For performance reasons (and ease of implementation) many of the mathematical functions provided by the library as well as all arithmetic operations are actually carried out in single-precision under the hood, calling to the C++ standard library implementations of those functions whenever appropriate, meaning the arguments are converted to floats and the result back to half. But to reduce the conversion overhead as much as possible any temporary values inside of lengthy expressions are kept in single-precision as long as possible, while still maintaining a strong half-precision type to the outside world. Only when finally assigning the value to a half or calling a function that works directly on halfs is the actual conversion done (or never, when further converting the result to float.
This approach has two implications. First of all you have to treat the library's documentation at http://half.sourceforge.net as a simplified version, describing the behaviour of the library as if implemented this way. The actual argument and return types of functions and operators may involve other internal types (feel free to generate the exact developer documentation from the Doxygen comments in the library's header file if you really need to). But nevertheless the behaviour is exactly like specified in the documentation. The other implication is, that in the presence of rounding errors or over-/underflows arithmetic expressions may produce different results when compared to converting to half-precision after each individual operation:
half a = std::numeric_limits<half>::max() * 2.0_h / 2.0_h; // a = MAX
half b = half(std::numeric_limits<half>::max() * 2.0_h) / 2.0_h; // b = INF
assert( a != b );But this should only be a problem in very few cases. One last word has to be said when talking about performance. Even with its efforts in reducing conversion overhead as much as possible, the software half-precision implementation can most probably not beat the direct use of single-precision computations. Usually using actual float values for all computations and temproraries and using halfs only for storage is the recommended way. On the one hand this somehow makes the provided mathematical functions obsolete (especially in light of the implicit conversion from half to float), but nevertheless the goal of this library was to provide a complete and conceptually clean half-precision implementation, to which the standard mathematical functions belong, even if usually not needed.
The half type uses the standard IEEE representation with 1 sign bit, 5 exponent bits and 10 mantissa bits (11 when counting the hidden bit). It supports all types of special values, like subnormal values, infinity and NaNs. But there are some limitations to the complete conformance to the IEEE 754 standard:
- The implementation does not differentiate between signalling and quiet NaNs, this means operations on halfs are not specified to trap on signalling NaNs (though they may, see last point).
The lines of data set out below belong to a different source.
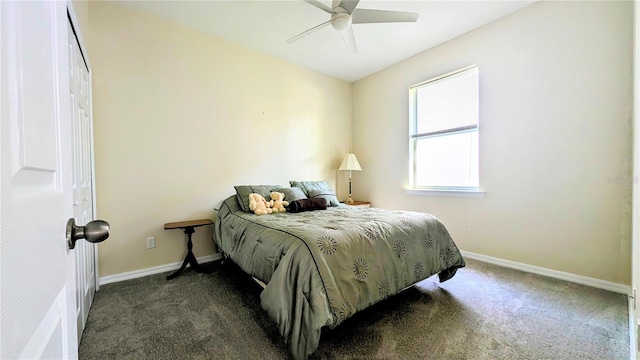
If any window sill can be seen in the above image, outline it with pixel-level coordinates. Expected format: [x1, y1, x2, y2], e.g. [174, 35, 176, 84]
[405, 189, 485, 197]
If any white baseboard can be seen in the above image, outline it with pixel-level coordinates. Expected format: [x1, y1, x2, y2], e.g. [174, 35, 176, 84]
[460, 250, 631, 295]
[98, 253, 222, 285]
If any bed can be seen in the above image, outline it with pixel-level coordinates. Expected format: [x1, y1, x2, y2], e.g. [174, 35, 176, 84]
[213, 189, 465, 359]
- Though arithmetic operations are internally rounded to single-precision using the underlying single-precision implementation's current rounding mode, those values are then converted to half-precision using the default
- half-precision rounding mode (changed by defining 'HALF_ROUND_STYLE' accordingly). This mixture of rounding modes is also the reason why 'std::numeric_limits<half>::round_style' may actually return 'std::round_indeterminate' when half- and single-precision rounding modes don't match.
- Because of internal truncation it may also be that certain single-precision NaNs will be wrongly converted to half-precision infinity, though this is unlikely to happen, since most single-precision implementations don't tend to only set the lowest bits of a NaN mantissa.
- The implementation does not provide any floating point exceptions, thus arithmetic operations or mathematical functions are not specified to invoke proper floating point exceptions. But due to many functions implemented in single-precision, those may still invoke floating point exceptions of the underlying single-precision implementation.
Some of those points could have been circumvented by controlling the floating point environment using <cfenv> or implementing a similar exception mechanism. But this would have required excessive runtime checks giving two high an impact on performance for something that is rarely ever needed. If you really need to rely on proper floating point exceptions, it is recommended to explicitly perform computations using the built-in floating point types to be on the safe side. In the same way, if you really need to rely on a particular rounding behaviour, it is recommended to either use single-precision computations and explicitly convert the result to half-precision using 'half_cast' and specifying the desired rounding mode, or synchronize the default half-precision rounding mode to the rounding mode of the single-precision implementation (most likely 'HALF_ROUND_STYLE=1', 'HALF_ROUND_TIES_TO_EVEN=1'). But this is really considered an expert-scenario that should be used only when necessary, since actually working with half-precision usually comes with a certain tolerance/ignorance of exactness considerations and proper rounding comes with a certain performance cost.